Deriving a Markov Transition Model from Option-Implied Risk-Neutral Densities

Abstract

This project derives a discrete-time Markov transition model for an asset price using option-implied risk-neutral densities across maturities. Risk-neutral marginals are recovered from option prices (Breeden–Litzenberger), discretized onto a state grid, and linked via transition matrices that satisfy probability constraints and the risk-neutral martingale condition.
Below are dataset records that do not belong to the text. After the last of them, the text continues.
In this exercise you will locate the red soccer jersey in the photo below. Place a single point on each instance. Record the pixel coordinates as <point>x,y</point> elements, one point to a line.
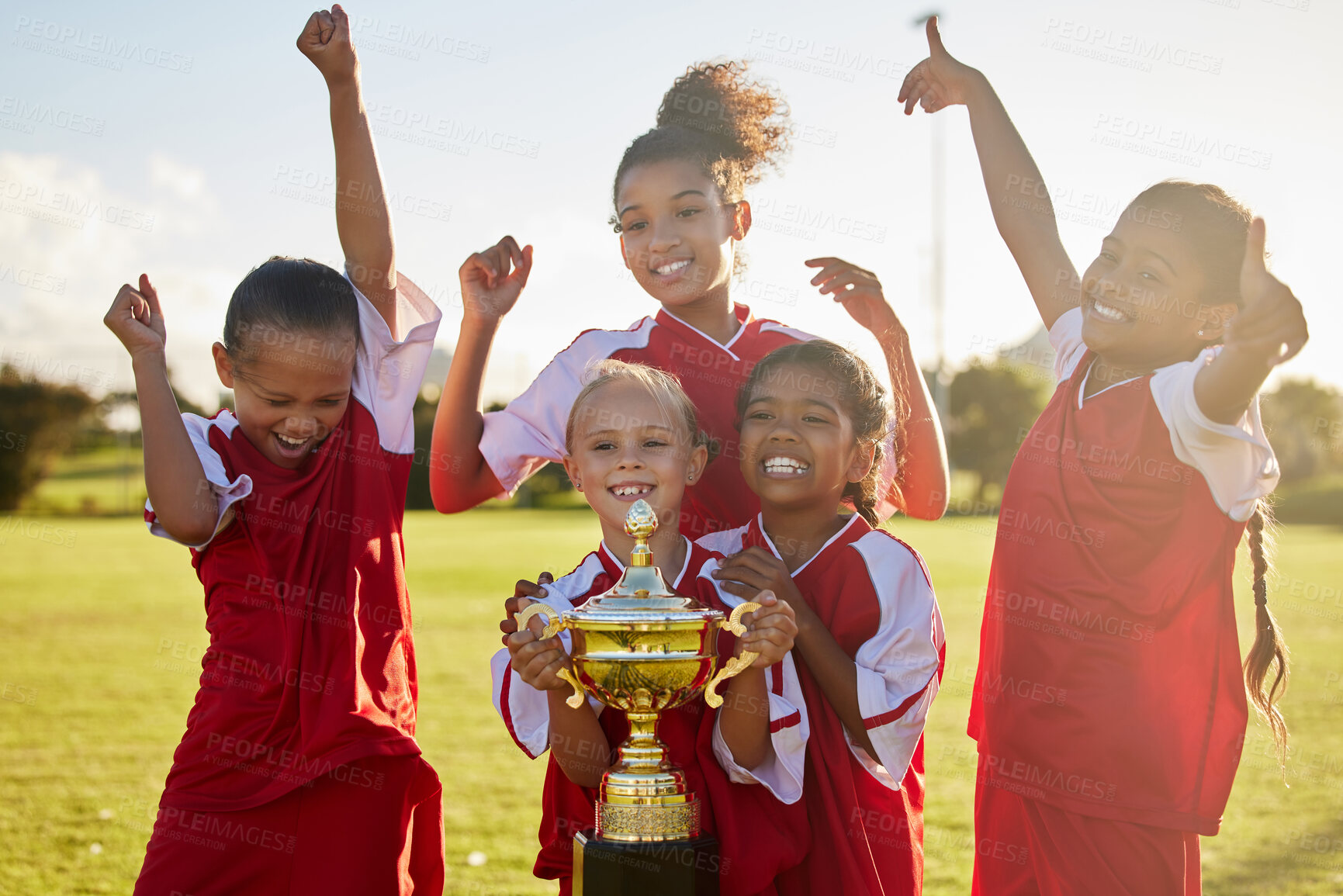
<point>758,833</point>
<point>310,660</point>
<point>1109,672</point>
<point>520,440</point>
<point>874,594</point>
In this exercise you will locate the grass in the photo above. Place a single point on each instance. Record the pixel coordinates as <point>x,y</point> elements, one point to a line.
<point>101,631</point>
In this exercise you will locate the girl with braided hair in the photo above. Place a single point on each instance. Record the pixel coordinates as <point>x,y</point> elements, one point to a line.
<point>1108,705</point>
<point>869,638</point>
<point>681,211</point>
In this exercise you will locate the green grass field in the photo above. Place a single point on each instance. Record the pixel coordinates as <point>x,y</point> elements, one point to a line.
<point>102,628</point>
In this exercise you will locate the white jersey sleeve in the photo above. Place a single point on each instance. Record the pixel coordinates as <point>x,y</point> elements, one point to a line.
<point>529,433</point>
<point>898,666</point>
<point>1065,337</point>
<point>223,490</point>
<point>1236,458</point>
<point>784,771</point>
<point>389,372</point>
<point>524,710</point>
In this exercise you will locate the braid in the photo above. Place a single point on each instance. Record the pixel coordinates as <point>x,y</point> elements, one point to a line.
<point>1268,641</point>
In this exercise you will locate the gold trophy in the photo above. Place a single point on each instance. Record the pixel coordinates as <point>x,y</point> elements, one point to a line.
<point>641,648</point>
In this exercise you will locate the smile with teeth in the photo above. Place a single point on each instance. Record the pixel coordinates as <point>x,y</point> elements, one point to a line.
<point>1107,312</point>
<point>784,465</point>
<point>672,268</point>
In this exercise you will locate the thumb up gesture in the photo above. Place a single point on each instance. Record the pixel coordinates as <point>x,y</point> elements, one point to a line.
<point>325,40</point>
<point>1271,324</point>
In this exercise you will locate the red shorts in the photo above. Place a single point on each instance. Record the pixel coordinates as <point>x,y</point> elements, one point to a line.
<point>1028,846</point>
<point>369,828</point>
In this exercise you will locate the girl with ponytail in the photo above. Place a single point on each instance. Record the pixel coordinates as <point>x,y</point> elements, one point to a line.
<point>680,209</point>
<point>869,644</point>
<point>1109,697</point>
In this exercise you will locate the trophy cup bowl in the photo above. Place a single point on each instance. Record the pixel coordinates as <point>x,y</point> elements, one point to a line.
<point>642,649</point>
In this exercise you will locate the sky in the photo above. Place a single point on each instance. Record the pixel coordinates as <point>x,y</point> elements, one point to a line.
<point>191,141</point>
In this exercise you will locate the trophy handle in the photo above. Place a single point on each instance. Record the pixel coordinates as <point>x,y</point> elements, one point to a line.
<point>554,624</point>
<point>736,664</point>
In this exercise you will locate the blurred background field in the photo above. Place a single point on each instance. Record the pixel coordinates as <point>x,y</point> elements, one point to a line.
<point>101,635</point>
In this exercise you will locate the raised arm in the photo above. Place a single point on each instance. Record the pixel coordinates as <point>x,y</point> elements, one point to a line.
<point>363,220</point>
<point>459,476</point>
<point>1017,194</point>
<point>923,480</point>
<point>1268,330</point>
<point>175,479</point>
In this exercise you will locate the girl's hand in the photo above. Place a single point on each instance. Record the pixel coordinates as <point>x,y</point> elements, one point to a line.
<point>524,594</point>
<point>770,631</point>
<point>860,293</point>
<point>1271,327</point>
<point>493,280</point>
<point>939,81</point>
<point>325,42</point>
<point>749,573</point>
<point>136,319</point>
<point>535,660</point>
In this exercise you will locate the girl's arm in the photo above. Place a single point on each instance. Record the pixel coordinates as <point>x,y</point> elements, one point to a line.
<point>744,716</point>
<point>175,479</point>
<point>756,570</point>
<point>576,739</point>
<point>459,476</point>
<point>363,220</point>
<point>1267,332</point>
<point>924,481</point>
<point>1021,202</point>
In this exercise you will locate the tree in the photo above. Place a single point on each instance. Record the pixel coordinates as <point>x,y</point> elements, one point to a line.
<point>38,420</point>
<point>990,407</point>
<point>1304,425</point>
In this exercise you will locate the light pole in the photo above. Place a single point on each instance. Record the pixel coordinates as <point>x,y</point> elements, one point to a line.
<point>936,187</point>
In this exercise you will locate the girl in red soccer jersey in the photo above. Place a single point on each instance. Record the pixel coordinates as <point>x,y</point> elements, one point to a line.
<point>1108,701</point>
<point>299,771</point>
<point>680,207</point>
<point>869,645</point>
<point>633,434</point>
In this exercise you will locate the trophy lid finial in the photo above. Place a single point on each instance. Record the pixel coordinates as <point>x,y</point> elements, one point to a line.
<point>639,524</point>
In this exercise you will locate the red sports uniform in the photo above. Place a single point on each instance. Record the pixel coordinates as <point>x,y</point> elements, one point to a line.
<point>299,771</point>
<point>527,434</point>
<point>1108,701</point>
<point>755,815</point>
<point>874,594</point>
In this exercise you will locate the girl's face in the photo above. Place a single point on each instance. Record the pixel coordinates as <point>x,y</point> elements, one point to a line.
<point>1143,301</point>
<point>628,446</point>
<point>289,396</point>
<point>798,448</point>
<point>676,233</point>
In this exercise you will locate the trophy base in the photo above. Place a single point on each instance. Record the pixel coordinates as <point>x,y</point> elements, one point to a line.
<point>661,868</point>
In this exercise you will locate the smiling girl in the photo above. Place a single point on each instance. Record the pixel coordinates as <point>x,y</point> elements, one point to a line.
<point>1144,470</point>
<point>633,435</point>
<point>869,644</point>
<point>681,210</point>
<point>299,771</point>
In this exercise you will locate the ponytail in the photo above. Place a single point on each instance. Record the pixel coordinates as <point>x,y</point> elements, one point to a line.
<point>1268,641</point>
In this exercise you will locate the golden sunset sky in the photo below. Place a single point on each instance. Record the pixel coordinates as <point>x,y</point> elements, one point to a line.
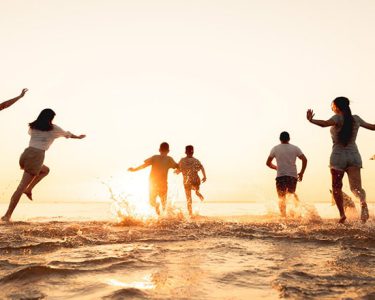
<point>225,76</point>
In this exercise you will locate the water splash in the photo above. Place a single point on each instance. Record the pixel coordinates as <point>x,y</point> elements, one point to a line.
<point>130,199</point>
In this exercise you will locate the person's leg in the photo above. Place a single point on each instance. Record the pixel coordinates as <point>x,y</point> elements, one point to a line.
<point>292,186</point>
<point>197,192</point>
<point>282,205</point>
<point>163,193</point>
<point>25,181</point>
<point>152,198</point>
<point>355,182</point>
<point>189,200</point>
<point>296,199</point>
<point>163,199</point>
<point>281,193</point>
<point>43,173</point>
<point>337,176</point>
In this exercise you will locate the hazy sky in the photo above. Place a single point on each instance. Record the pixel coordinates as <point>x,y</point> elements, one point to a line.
<point>225,76</point>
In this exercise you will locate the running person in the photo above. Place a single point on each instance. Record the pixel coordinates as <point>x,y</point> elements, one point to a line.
<point>345,157</point>
<point>287,176</point>
<point>190,166</point>
<point>42,133</point>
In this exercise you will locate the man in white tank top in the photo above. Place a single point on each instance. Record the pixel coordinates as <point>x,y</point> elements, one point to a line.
<point>287,176</point>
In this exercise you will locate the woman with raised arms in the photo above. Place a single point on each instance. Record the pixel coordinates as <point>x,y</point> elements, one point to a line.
<point>43,132</point>
<point>345,157</point>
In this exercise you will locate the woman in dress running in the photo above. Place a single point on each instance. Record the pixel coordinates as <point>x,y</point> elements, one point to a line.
<point>345,157</point>
<point>43,132</point>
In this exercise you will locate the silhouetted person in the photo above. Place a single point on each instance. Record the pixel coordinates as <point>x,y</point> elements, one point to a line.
<point>287,176</point>
<point>345,156</point>
<point>160,165</point>
<point>190,166</point>
<point>42,133</point>
<point>10,102</point>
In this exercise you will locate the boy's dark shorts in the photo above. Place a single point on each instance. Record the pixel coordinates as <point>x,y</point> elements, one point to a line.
<point>285,185</point>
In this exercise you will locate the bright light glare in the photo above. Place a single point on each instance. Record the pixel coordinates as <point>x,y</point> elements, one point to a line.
<point>146,284</point>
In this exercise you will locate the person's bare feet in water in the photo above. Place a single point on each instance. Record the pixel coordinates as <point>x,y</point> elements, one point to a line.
<point>342,219</point>
<point>5,219</point>
<point>200,196</point>
<point>29,195</point>
<point>364,213</point>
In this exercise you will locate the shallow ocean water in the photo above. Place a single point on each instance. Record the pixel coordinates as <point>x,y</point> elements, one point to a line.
<point>207,257</point>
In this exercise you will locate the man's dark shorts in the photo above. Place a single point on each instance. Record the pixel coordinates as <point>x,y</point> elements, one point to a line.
<point>285,185</point>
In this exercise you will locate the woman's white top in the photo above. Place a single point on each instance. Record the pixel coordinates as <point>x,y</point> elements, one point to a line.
<point>43,139</point>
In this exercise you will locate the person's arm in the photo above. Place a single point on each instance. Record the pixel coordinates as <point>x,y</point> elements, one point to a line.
<point>81,136</point>
<point>178,170</point>
<point>304,165</point>
<point>144,165</point>
<point>10,102</point>
<point>270,164</point>
<point>322,123</point>
<point>138,168</point>
<point>365,124</point>
<point>204,174</point>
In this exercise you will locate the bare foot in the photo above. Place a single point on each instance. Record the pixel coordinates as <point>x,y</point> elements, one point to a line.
<point>29,195</point>
<point>200,196</point>
<point>364,213</point>
<point>5,219</point>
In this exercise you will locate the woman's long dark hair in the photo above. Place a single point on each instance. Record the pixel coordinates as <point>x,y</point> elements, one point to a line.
<point>44,120</point>
<point>346,132</point>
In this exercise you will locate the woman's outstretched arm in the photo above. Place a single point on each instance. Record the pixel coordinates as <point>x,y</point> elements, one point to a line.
<point>310,117</point>
<point>367,125</point>
<point>10,102</point>
<point>73,136</point>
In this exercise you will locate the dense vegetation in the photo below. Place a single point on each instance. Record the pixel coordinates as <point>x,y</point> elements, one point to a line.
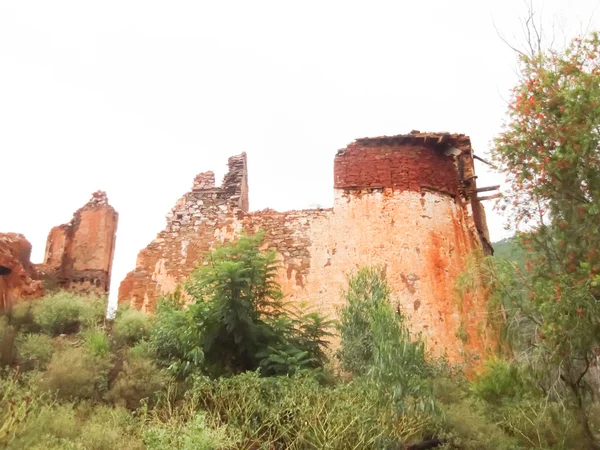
<point>240,368</point>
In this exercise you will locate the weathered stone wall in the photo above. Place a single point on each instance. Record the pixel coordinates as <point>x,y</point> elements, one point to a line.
<point>201,218</point>
<point>403,203</point>
<point>79,254</point>
<point>18,277</point>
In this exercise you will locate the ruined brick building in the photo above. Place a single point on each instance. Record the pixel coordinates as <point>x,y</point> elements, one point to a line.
<point>407,203</point>
<point>78,256</point>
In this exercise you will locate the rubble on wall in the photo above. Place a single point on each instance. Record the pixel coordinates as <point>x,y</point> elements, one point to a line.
<point>79,254</point>
<point>405,203</point>
<point>19,279</point>
<point>201,218</point>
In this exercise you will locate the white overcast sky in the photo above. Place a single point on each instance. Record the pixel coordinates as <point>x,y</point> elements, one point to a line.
<point>136,97</point>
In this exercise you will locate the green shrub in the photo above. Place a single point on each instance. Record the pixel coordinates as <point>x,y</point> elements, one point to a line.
<point>131,326</point>
<point>298,413</point>
<point>75,373</point>
<point>34,351</point>
<point>376,342</point>
<point>65,312</point>
<point>140,379</point>
<point>194,435</point>
<point>96,341</point>
<point>8,336</point>
<point>467,426</point>
<point>366,291</point>
<point>500,381</point>
<point>77,426</point>
<point>174,339</point>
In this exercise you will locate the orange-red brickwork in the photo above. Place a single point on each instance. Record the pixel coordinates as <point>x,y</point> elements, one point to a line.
<point>404,203</point>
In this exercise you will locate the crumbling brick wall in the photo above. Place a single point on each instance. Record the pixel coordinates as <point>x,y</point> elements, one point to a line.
<point>203,217</point>
<point>401,202</point>
<point>19,279</point>
<point>79,254</point>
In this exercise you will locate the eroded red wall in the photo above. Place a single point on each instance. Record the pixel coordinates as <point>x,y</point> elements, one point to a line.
<point>399,204</point>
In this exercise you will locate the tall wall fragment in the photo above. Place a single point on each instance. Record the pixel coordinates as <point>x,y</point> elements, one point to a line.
<point>405,203</point>
<point>79,254</point>
<point>18,277</point>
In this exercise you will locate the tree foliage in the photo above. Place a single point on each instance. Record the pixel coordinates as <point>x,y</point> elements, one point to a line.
<point>550,151</point>
<point>238,319</point>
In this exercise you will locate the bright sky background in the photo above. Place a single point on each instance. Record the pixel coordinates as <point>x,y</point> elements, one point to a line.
<point>136,97</point>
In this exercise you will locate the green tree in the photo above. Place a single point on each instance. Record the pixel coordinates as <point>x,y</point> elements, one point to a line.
<point>550,151</point>
<point>377,344</point>
<point>241,321</point>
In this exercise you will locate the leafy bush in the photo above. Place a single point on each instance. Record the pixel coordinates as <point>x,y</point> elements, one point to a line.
<point>139,380</point>
<point>238,320</point>
<point>466,426</point>
<point>366,291</point>
<point>8,336</point>
<point>96,341</point>
<point>500,381</point>
<point>77,426</point>
<point>194,435</point>
<point>298,413</point>
<point>131,326</point>
<point>174,339</point>
<point>75,373</point>
<point>65,312</point>
<point>34,351</point>
<point>376,342</point>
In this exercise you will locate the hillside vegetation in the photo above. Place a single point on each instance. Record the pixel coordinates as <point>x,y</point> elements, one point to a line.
<point>241,369</point>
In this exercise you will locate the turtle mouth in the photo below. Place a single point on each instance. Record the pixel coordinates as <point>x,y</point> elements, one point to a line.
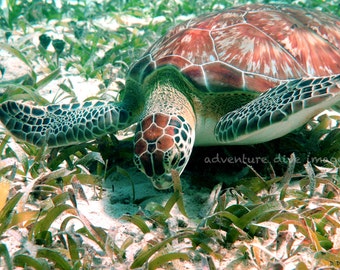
<point>162,182</point>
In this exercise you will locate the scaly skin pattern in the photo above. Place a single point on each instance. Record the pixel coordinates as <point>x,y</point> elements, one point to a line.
<point>60,125</point>
<point>162,142</point>
<point>290,105</point>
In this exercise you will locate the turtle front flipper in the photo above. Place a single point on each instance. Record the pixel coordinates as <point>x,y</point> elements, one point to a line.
<point>279,111</point>
<point>58,125</point>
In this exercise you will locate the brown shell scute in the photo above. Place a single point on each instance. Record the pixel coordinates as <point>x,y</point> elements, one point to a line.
<point>251,47</point>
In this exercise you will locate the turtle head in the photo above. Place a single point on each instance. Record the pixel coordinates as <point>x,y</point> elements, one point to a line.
<point>162,143</point>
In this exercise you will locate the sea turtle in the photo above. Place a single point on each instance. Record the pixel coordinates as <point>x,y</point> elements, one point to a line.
<point>244,75</point>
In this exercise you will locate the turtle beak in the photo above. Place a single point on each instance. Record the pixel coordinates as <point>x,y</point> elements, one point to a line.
<point>162,182</point>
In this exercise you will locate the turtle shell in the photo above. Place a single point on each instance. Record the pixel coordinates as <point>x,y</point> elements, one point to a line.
<point>251,47</point>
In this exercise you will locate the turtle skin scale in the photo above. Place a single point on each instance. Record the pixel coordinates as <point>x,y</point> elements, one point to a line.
<point>243,75</point>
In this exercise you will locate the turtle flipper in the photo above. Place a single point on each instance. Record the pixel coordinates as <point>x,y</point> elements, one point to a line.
<point>57,125</point>
<point>279,110</point>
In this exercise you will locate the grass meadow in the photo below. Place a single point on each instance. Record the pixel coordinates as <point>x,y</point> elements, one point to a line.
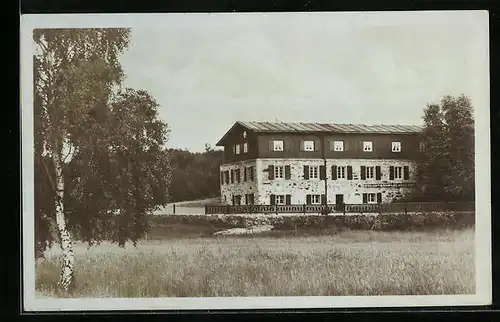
<point>342,263</point>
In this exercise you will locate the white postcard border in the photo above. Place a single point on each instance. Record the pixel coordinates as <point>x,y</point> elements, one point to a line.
<point>483,187</point>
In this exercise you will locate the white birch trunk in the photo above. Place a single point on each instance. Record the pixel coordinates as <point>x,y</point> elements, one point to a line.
<point>66,281</point>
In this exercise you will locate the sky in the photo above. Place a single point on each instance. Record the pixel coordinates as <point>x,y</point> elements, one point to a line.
<point>208,71</point>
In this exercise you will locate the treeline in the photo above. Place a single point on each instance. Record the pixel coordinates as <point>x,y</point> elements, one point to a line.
<point>195,175</point>
<point>445,171</point>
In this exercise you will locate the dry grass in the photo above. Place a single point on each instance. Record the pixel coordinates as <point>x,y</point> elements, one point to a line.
<point>348,263</point>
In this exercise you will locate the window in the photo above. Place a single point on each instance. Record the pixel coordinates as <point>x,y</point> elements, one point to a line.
<point>371,198</point>
<point>367,146</point>
<point>396,146</point>
<point>278,171</point>
<point>338,145</point>
<point>369,172</point>
<point>308,145</point>
<point>250,173</point>
<point>278,145</point>
<point>340,172</point>
<point>398,172</point>
<point>315,199</point>
<point>313,172</point>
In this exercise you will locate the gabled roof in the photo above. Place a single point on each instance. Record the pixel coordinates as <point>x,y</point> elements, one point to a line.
<point>280,127</point>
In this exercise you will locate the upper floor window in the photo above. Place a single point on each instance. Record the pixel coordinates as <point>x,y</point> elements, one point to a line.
<point>313,172</point>
<point>338,146</point>
<point>308,145</point>
<point>367,146</point>
<point>315,199</point>
<point>341,172</point>
<point>398,172</point>
<point>370,172</point>
<point>396,146</point>
<point>280,199</point>
<point>278,145</point>
<point>278,171</point>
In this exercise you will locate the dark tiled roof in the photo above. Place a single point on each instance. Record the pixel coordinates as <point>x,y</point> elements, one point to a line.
<point>329,128</point>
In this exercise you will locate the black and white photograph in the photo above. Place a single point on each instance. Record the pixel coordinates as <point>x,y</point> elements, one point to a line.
<point>255,160</point>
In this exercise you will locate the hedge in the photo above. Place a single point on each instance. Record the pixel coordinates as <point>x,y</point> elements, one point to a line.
<point>415,221</point>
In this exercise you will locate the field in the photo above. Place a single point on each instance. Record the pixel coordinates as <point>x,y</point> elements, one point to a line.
<point>343,263</point>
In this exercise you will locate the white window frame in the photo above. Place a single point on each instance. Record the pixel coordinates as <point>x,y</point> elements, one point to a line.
<point>338,146</point>
<point>398,172</point>
<point>369,172</point>
<point>371,197</point>
<point>279,172</point>
<point>396,146</point>
<point>313,172</point>
<point>278,145</point>
<point>367,146</point>
<point>341,171</point>
<point>315,199</point>
<point>308,145</point>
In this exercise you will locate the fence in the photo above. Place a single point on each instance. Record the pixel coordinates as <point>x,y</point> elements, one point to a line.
<point>342,208</point>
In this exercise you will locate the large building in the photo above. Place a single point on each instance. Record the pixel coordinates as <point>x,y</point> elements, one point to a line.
<point>312,163</point>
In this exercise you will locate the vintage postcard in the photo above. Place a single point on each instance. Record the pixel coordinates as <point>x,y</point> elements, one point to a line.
<point>256,160</point>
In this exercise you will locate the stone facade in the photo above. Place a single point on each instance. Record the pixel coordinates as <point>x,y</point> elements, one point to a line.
<point>351,187</point>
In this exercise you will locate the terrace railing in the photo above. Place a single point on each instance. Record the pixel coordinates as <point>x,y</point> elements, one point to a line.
<point>408,207</point>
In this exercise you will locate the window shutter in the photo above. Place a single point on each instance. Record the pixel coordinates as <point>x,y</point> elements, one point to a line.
<point>287,146</point>
<point>270,169</point>
<point>378,173</point>
<point>322,172</point>
<point>288,174</point>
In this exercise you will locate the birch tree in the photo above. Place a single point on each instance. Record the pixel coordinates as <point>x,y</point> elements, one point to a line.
<point>79,140</point>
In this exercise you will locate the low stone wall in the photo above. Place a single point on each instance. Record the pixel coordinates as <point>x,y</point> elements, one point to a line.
<point>413,221</point>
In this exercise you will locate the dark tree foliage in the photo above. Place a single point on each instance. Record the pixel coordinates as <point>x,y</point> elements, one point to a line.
<point>446,167</point>
<point>195,175</point>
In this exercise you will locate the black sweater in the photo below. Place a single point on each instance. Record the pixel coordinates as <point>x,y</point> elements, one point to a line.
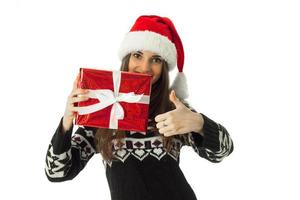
<point>141,168</point>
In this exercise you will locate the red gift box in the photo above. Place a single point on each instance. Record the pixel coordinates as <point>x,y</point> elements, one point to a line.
<point>118,100</point>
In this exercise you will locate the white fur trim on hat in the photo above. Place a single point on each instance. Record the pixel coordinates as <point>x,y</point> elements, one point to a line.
<point>180,86</point>
<point>149,41</point>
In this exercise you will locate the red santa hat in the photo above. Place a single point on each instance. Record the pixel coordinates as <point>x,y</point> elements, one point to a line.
<point>158,34</point>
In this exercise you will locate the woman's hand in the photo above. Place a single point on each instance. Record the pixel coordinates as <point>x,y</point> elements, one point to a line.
<point>179,121</point>
<point>76,95</point>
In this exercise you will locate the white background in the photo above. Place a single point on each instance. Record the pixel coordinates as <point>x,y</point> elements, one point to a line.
<point>241,63</point>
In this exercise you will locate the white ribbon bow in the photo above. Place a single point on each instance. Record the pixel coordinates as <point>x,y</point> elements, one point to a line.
<point>108,97</point>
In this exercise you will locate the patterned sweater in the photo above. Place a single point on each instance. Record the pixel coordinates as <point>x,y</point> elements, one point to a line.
<point>141,168</point>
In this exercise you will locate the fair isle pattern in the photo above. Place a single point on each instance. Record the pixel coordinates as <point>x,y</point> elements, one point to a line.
<point>140,148</point>
<point>58,165</point>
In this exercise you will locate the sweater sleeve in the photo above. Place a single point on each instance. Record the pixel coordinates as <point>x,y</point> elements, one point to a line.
<point>214,145</point>
<point>67,155</point>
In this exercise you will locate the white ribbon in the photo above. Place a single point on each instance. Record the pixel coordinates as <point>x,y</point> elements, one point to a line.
<point>108,97</point>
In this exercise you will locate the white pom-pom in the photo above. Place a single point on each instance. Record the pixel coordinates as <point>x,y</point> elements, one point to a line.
<point>180,86</point>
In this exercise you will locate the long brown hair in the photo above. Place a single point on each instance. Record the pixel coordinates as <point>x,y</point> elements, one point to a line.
<point>159,103</point>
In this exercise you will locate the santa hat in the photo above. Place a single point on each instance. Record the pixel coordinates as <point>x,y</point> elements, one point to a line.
<point>159,35</point>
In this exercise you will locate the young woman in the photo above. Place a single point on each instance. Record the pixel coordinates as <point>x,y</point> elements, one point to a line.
<point>139,166</point>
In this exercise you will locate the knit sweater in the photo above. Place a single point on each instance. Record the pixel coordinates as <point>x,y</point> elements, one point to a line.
<point>142,169</point>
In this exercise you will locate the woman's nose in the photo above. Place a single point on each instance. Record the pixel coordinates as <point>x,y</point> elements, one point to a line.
<point>145,68</point>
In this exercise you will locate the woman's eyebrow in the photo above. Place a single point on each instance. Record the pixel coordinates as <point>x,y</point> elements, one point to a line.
<point>156,56</point>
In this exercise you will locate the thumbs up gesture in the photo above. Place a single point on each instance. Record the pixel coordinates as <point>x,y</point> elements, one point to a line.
<point>180,120</point>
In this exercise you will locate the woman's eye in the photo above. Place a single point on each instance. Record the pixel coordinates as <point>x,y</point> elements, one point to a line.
<point>136,55</point>
<point>156,60</point>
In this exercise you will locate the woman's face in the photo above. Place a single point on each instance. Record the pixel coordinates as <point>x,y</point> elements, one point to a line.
<point>146,62</point>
Full derivations are provided in the attached note; implementation and validation are in progress.

Methods

• Option surface → risk-neutral density: recover marginal f ^Q(S_T) per maturity from call prices via Breeden–Litzenberger (using a smoothed, no-arbitrage fit).
• Discretization: map each marginal onto a fixed state grid {s₁, …, s_M} to obtain distributions π⁽ⁱ⁾.
• Markov construction: build time-inhomogeneous transition matrices P⁽ⁱ⁾ such that rows are nonnegative and sum to 1.
• Martingale constraint: enforce E[S_ti+1 | S_ti = s_j] = s_j e^(r−q)Δt under Q.
• Locality (tri-diagonal): restrict transitions to nearby states for stability and interpretability, with feasibility bounds per row.
• Calibration objective (in progress): choose free parameters to match π⁽ⁱ⁾P⁽ⁱ⁾ ≈ π⁽ⁱ⁺¹⁾ across maturities.

Output

• A sequence of risk-neutral marginal distributions {π⁽ⁱ⁾} extracted from the option market.
• A sequence of transition matrices {P⁽ⁱ⁾} defining a discrete-time, risk-neutral Markov chain consistent with those marginals.
• Applications: risk-neutral path simulation, scenario transition probabilities, and pricing of discretely monitored/path-dependent payoffs.